Reseña de Luis Suñer
En contadas ocasiones existen genios que siguen innovando y manteniéndose a la ola de la vanguardia hasta el último de sus días. Parece increíble que pasados los ochenta años Jean-Luc Godard nos ofreciera una obra tan rupturista como lo es Adiós al lenguaje (2014). Su colega de la Nouvelle Vague Alain Resnais, sin ir tan lejos, no se queda atrás en este aspecto. Así lo evidencia el hecho que a sus 91 años, presentara su última película a la 64ª Berlinale, y fuera reconocido con el Premio Alfred Bauer a la innovación cinematográfica. Lamentablemente, el director, guionista y montador galo nos dejó tan solo unos días después de recibir el premio.
Siguiendo la estela de su penúltima obra (Vous n’avez encore rien vu -2012), el teatro juega un papel esencial en el desarrollo del filme. Y es que el largometraje que nos atañe es sumamente escénico, de hecho, se podría decir que es una adaptación totalmente pura del teatro al medio cinematográfico sin perderse en la inútil búsqueda de esconder sus propias raíces. Los decorados son puro atrezzo material y los planos se alargan mientras que la cámara tan solo se mueve para reenfocar a sus personajes en el momento en el que llevan a cabo algún movimiento muy marcado. ¿Y lo más curioso de todo esto? Pues, a parte de situarse en un pueblo inglés en el que sus personajes hablan en francés, somos conscientes de la preparación de una obra cuyos ensayos, de los que siempre hablan, nunca aparecen en pantalla.

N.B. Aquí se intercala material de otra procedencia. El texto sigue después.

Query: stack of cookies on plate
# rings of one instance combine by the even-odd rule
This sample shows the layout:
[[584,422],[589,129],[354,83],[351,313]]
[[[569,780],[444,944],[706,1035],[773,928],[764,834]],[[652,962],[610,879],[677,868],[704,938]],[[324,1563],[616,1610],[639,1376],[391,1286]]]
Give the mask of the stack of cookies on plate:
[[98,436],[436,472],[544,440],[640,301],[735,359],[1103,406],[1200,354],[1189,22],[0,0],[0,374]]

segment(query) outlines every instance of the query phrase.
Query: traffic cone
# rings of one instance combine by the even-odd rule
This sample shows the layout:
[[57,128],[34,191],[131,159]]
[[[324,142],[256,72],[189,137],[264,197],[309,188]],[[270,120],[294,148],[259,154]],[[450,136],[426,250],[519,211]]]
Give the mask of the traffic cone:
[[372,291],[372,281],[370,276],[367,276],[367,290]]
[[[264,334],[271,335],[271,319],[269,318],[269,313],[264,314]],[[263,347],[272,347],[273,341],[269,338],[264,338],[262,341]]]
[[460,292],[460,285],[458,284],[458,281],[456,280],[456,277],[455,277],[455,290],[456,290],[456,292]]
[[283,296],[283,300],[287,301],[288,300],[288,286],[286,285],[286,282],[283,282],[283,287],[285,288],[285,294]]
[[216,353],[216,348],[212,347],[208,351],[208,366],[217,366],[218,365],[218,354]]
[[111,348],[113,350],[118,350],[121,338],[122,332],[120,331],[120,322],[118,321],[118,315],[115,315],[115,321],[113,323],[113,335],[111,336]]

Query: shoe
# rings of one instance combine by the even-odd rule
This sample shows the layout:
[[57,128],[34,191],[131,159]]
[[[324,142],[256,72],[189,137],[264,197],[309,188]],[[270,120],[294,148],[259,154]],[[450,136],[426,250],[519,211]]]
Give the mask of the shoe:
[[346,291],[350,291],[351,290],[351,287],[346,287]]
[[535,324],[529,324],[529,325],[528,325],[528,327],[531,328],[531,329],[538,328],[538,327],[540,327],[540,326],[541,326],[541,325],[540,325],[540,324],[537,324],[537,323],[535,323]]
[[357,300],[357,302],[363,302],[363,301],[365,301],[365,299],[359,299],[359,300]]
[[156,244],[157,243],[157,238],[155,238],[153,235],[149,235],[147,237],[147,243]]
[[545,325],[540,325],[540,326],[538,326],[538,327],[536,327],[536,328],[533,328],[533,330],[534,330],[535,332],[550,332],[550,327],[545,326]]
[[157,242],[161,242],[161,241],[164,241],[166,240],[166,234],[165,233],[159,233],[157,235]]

La teatralidad se hace evidente en las secuencias que aparentarían una acción real mientras que el metalenguaje (es decir, los ensayos y la obra que preparan sus protagonistas) es desarrollada mediante elipsis en las que sabemos cómo avanza por boca de sus protagonistas. La puesta en escena es pues poderosa, recordando en algunos aspectos, aunque con una gama cromática más viva, la de Shirley: Visiones de una realidad (Gustav Deutsch, 2013), otorgando incluso en ocasiones especiales un énfasis diferenciado a cada uno de sus personajes, ofreciendo primeros planos sobre un fondo irreal e ilusorio, rompiendo el racord de manera intencionada como llevaba haciendo más de cincuenta años el director de la siempre rompedora El año pasado en Marienbad (1961).
Todo este envoltorio, lo peculiar de su elegante forma, casa a la perfección con su contenido. En un pequeño pueblo de Inglaterra al cual nos dirigimos en coche y solo vislumbramos a través de unas cuantas ilustraciones, se nos inmiscuye en la vida de tres parejas maduras en un periodo de ciertas dudas acerca del rumbo de sus matrimonios. Con unas elipsis de meses de duración, los distintos personajes mediante diálogos de dos, tres, o cuatro personas, nos revelan un sinfín de preocupaciones sobre la vida, el amor, la muerte o la desconfianza. Como si Resnais fuera consciente de la alargada sombra de su pronta y futura muerte, nos regala un relato sobre la aceptación de ésta, pero visto desde los ojos de sus allegados, como si fuese una visión liviana y divertida de un drama mortuorio de la cineasta japonesa Naomi Kawase.
La certera y temprana muerte de Georges, quien, como la obra de teatro, en ningún momento aparece en pantalla, actúa como una bomba de relojería que remueve el pasado para destapar las problemáticas del presente, como si de manera voluntaria tratara de dar un vuelco a la vida de sus amigos, haciéndoles recordar por qué mienten o hacen daño a sus parejas y cuales eran sus sueños de juventud y cuales sus realidades al llegar a una edad madura.